OLYMPIA, Wash. - Lawmakers in Olympia are considering a new way to tax drivers for every mile they drive.
At this point, a road usage charge is only an idea, but it's being studied thoroughly.
In theory, it would replace the gas tax. Instead of paying taxes by the gallon, drivers would pay by the mile for using any public road in Washington.
A handful of other states, including Oregon and California, are looking into road usage fees as an alternative to gas taxes.
The Washington Transportation Commission, which is studying the idea in Washington, believes the gas tax model used now, in which drivers are charged nearly 50 cents per gallon, isn't sustainable.

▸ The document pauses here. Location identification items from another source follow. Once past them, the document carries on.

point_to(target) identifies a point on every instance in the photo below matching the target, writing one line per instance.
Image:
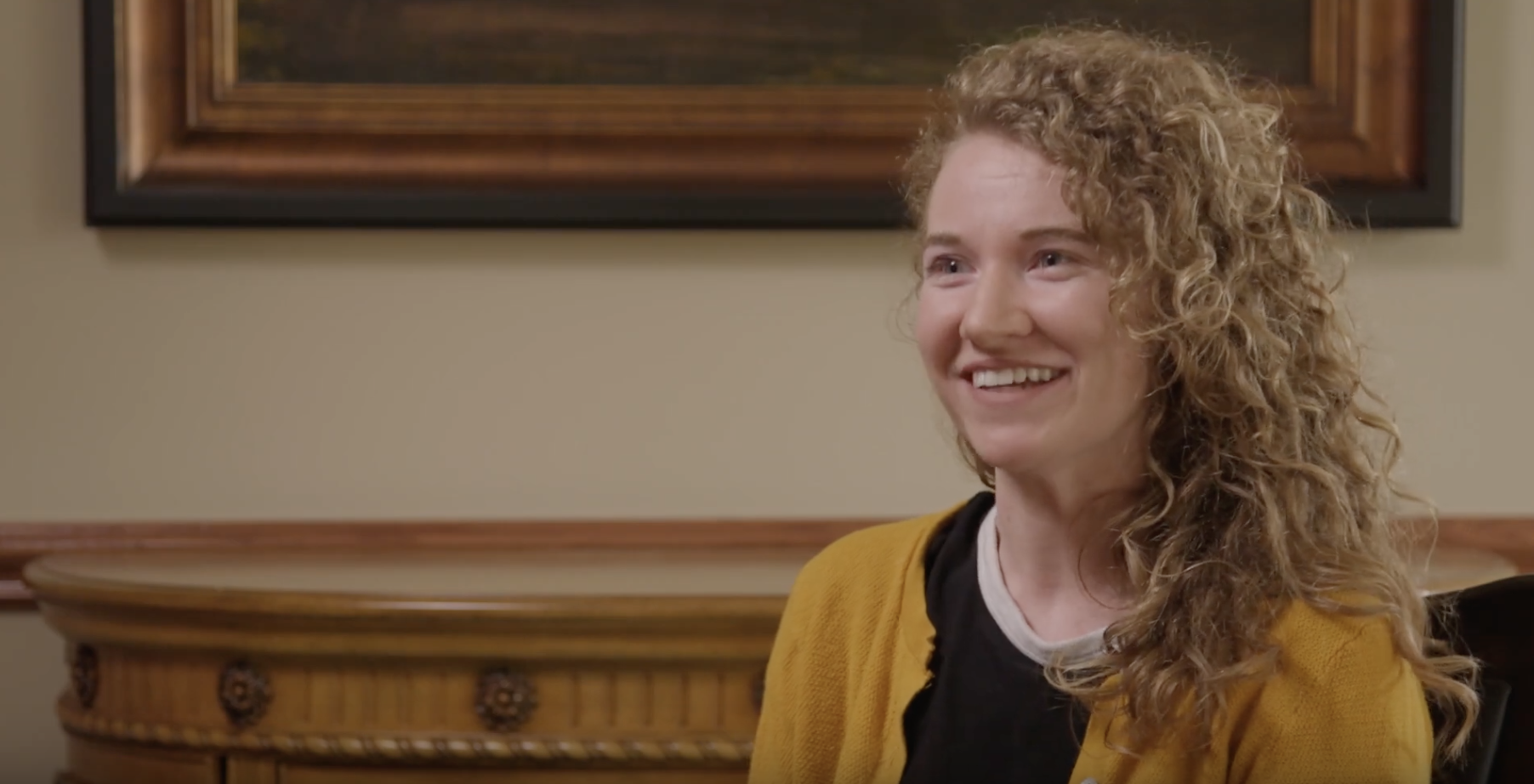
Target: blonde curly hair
(1269, 456)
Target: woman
(1186, 571)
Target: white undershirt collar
(997, 600)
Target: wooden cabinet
(469, 668)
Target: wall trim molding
(1511, 537)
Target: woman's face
(1014, 322)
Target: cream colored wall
(224, 375)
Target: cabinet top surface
(485, 576)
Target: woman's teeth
(1009, 376)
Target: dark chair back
(1494, 623)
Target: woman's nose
(997, 312)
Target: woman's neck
(1057, 553)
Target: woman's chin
(1011, 457)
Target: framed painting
(675, 112)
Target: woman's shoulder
(1343, 705)
(1320, 639)
(873, 557)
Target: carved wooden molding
(414, 749)
(505, 700)
(244, 692)
(22, 542)
(85, 673)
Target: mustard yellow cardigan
(855, 642)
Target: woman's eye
(946, 266)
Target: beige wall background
(190, 375)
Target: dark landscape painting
(712, 42)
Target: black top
(986, 713)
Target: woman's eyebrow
(1057, 232)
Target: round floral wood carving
(85, 675)
(505, 700)
(244, 694)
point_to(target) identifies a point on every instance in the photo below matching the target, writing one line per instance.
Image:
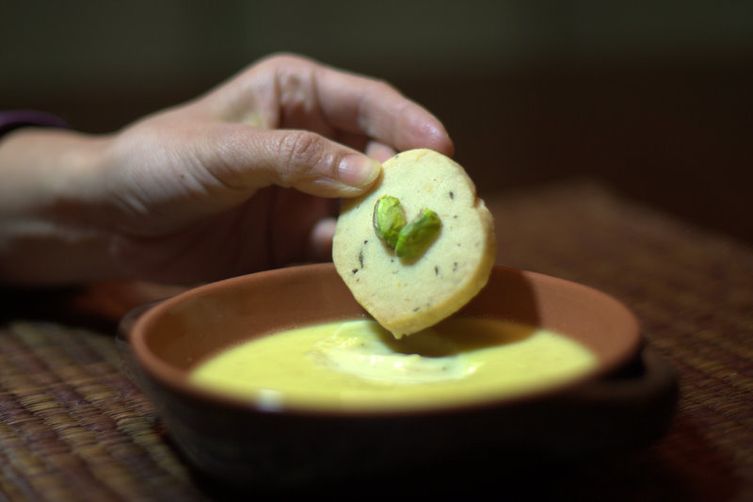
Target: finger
(379, 151)
(242, 157)
(291, 91)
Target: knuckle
(303, 153)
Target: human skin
(240, 179)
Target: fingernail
(358, 170)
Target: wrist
(48, 205)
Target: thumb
(253, 158)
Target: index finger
(376, 109)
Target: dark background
(655, 99)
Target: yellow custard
(357, 365)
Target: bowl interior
(176, 334)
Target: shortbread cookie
(447, 269)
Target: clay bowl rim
(177, 380)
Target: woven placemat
(73, 427)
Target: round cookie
(406, 296)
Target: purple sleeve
(13, 119)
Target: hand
(234, 181)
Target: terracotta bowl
(626, 400)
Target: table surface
(72, 423)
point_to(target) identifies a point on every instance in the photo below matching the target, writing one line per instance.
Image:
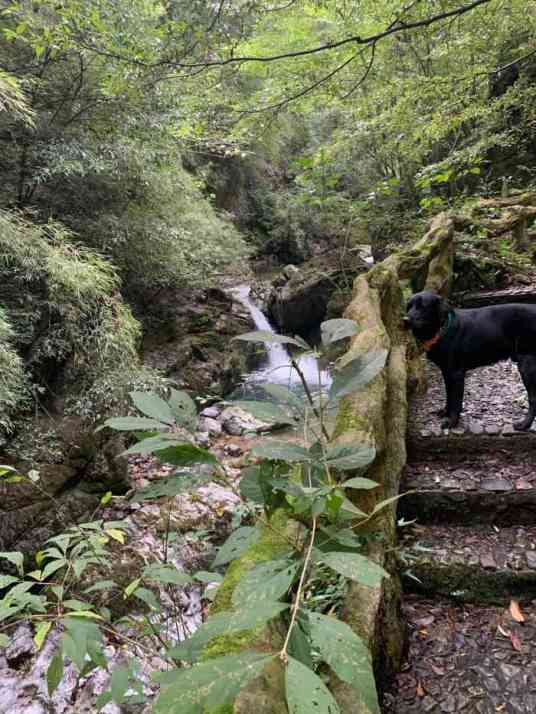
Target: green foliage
(14, 387)
(63, 302)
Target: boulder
(236, 421)
(75, 467)
(188, 337)
(299, 298)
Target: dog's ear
(444, 309)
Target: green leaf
(356, 374)
(52, 567)
(237, 543)
(41, 633)
(334, 330)
(299, 646)
(354, 566)
(360, 483)
(185, 455)
(134, 424)
(54, 673)
(346, 654)
(168, 574)
(251, 484)
(172, 486)
(265, 411)
(184, 409)
(149, 598)
(202, 576)
(306, 692)
(131, 587)
(265, 336)
(119, 683)
(280, 451)
(226, 623)
(348, 458)
(7, 580)
(266, 581)
(152, 444)
(151, 405)
(209, 685)
(16, 558)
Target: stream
(275, 365)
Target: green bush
(143, 209)
(63, 301)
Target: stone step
(524, 294)
(465, 660)
(496, 489)
(494, 398)
(481, 563)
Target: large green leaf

With cars becoming more fuel efficient, and drivers paying less in gas tax, states are looking for new ways to fund roads. A by-the-mile system would be more predictable and potentially more lucrative for the state.
But how does it work?
In Oregon, beta testers are given a GPS device they put in their car that tracks the miles they drive. Other systems may be less invasive and just take odometer readings.
So, how much could you expect to pay in a road usage charge compared to the gas tax? According to the Transportation Commission, drivers who average 1,000 miles per month in a car that gets average mileage, will pay about the same as they do now in gas tax: $25 dollars a month. People who drive trucks or SUVs, which use more gas, would actually save $7.93 a month with a pay-by-mile system. But hybrid drivers would pay $14.02 more per month, since they buy such a small amount of gas.
But former Washington Transportation Secretary, Paula Hammond, who is now consulting with transportation leaders, says the road usage charge isn't a done deal -- it could be several years down the road.
According to the Transportation Commission, there may be some federal grant money starting next year for a demonstraton program for the road usage system.
The committee's report to the governor is due in December.